Every house is a continuous cacophony of visiting relatives and friends. In safer times, we just left the back door unlocked because it was easier than answering the doorbell every five minutes. When I first got married, I had the TV on all day, because otherwise the house was so silent, it freaked me out. (I left Disney channel on all day, because it was less likely to startle me with explosions or evil laughter. This led my inlaws to believe I only understood “English for children” (rolls eyes.) I wasn’t even in the room with it. I just needed that noise, or I freaked out, because of the habit of a lifetime.
The freakiest thing in my exchange student years was that my family never had people drop by, several times a week, just because.
On top of that, of course, a lot of the younger people live in stack-a-prole apartments with shared air, and most people commute by train or bus or something.
Now, in Portugal at least most trains and buses aren’t as full as they were in my youth. You are rarely packed in like sardines. But it’s still public transport, and at rush hour every seat is taken and there are people standing.

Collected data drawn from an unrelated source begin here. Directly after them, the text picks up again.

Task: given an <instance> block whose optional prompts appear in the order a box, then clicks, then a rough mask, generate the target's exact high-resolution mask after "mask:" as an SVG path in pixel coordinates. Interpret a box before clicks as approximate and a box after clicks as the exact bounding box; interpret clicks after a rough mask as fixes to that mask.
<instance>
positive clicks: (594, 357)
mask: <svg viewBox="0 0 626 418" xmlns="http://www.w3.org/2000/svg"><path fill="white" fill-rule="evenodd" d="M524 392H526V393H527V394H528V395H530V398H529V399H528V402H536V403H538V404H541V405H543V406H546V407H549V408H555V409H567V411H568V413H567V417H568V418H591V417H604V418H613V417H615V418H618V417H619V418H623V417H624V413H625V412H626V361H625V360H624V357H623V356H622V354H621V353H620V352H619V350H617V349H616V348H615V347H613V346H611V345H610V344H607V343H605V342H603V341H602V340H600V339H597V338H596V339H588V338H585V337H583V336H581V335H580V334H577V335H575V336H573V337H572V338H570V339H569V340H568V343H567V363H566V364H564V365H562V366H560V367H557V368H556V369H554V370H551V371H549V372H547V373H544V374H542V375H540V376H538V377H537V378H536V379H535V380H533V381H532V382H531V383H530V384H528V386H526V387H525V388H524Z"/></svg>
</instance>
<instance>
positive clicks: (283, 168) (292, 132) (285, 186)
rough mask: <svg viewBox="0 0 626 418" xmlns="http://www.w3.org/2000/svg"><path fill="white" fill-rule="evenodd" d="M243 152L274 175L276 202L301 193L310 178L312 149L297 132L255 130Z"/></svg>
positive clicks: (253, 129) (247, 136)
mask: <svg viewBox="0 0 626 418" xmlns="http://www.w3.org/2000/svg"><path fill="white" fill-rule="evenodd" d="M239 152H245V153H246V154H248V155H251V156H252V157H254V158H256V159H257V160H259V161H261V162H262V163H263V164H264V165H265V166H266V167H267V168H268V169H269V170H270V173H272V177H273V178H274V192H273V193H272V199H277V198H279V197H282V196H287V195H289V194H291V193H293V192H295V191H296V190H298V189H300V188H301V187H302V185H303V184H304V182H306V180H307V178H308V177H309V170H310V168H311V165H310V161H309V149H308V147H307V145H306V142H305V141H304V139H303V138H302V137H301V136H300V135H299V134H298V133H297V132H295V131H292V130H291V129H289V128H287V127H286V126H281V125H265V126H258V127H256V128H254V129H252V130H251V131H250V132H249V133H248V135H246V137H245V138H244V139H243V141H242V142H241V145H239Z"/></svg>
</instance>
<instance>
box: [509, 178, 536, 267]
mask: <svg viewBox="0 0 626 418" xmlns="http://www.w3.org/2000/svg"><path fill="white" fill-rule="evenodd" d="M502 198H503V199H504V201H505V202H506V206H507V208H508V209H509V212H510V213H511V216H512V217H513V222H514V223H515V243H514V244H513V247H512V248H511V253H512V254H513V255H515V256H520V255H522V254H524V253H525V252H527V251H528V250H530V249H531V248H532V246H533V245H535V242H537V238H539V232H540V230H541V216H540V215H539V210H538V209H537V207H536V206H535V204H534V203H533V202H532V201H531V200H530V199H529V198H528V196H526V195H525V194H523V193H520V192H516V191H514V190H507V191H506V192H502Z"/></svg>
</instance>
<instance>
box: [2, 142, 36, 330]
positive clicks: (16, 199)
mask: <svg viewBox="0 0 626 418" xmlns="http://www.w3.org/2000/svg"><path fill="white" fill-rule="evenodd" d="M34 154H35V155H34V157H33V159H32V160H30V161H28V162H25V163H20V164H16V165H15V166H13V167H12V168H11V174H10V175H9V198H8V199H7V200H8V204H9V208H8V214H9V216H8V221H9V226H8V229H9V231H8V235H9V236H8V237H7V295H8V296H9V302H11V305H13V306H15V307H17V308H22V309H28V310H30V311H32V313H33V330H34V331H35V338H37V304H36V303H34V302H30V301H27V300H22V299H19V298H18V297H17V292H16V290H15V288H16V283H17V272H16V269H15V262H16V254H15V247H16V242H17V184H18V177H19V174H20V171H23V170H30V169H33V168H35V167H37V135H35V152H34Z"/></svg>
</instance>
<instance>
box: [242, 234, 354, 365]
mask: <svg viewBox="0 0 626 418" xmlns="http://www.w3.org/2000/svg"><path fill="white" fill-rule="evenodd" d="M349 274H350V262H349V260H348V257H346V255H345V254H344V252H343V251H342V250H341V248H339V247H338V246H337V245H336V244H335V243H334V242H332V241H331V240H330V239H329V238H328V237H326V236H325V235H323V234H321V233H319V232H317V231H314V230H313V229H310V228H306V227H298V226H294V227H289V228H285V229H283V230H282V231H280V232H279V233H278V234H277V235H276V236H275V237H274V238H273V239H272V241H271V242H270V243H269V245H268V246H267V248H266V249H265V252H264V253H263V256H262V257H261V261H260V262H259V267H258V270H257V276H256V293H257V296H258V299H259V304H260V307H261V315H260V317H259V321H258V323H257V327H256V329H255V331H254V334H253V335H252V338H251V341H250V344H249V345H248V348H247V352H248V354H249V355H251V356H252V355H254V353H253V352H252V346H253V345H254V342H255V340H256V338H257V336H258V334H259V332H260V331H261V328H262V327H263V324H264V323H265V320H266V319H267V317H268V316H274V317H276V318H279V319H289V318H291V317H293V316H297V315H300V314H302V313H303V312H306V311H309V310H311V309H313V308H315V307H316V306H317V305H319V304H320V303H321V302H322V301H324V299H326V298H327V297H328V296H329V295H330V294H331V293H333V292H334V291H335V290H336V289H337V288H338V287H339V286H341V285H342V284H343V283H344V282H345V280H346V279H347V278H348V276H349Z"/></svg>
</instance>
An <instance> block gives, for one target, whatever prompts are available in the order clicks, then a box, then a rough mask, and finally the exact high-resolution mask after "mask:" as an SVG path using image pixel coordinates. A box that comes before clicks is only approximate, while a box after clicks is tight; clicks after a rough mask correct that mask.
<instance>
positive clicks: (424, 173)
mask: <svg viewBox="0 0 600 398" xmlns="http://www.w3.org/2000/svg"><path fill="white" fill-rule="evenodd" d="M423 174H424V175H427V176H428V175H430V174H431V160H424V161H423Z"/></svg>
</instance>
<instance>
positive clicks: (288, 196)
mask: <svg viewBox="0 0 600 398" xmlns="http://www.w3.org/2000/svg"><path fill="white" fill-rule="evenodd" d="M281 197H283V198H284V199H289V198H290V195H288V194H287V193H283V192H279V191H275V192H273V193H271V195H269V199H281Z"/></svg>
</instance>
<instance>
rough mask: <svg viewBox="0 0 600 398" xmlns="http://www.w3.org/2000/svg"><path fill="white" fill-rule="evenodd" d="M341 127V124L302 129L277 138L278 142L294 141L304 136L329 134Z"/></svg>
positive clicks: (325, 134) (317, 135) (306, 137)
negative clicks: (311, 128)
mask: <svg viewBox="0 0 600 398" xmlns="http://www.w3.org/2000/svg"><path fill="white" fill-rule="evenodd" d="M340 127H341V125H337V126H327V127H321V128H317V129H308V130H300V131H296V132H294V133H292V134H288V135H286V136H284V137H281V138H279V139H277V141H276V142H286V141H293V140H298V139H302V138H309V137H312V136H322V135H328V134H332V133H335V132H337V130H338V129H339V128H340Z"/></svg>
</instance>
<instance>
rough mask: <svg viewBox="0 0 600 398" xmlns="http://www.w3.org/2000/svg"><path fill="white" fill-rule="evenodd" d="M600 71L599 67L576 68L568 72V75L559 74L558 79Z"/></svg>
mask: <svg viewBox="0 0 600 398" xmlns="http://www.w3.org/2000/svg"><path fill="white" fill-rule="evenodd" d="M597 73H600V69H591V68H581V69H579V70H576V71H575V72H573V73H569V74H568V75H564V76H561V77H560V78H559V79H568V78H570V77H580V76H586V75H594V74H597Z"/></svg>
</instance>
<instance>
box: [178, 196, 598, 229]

As much as I get sick here, I got sick way more often there, and had a few really close calls, starting at about thirteen. Because you live in each other’s pockets.
And I understand that in Italy, as in Portugal, as in, for instance, France, people kiss a lot more. Adult men might not, unless they’re close(ish) relatives, but women and children get kissed by everyone from close kin to total strangers.
All of those create conditions for the virus to explode. In Italy, in France, in Spain. I understand it’s not exploded nearly as much in Portugal, but I also wonder how much of that is Portuguese reluctance to go to the doctor or the hospital. Because “the hospital is where you die.” (Yes, sue me. Some cultural assumptions remain. Which is why my husband is the one who normally drags me to the hospital.) Because, you see, we DO know for at least one of the clusters, the hospital was making it worse. Go to the hospital for any other reason, catch Winnie the Flu.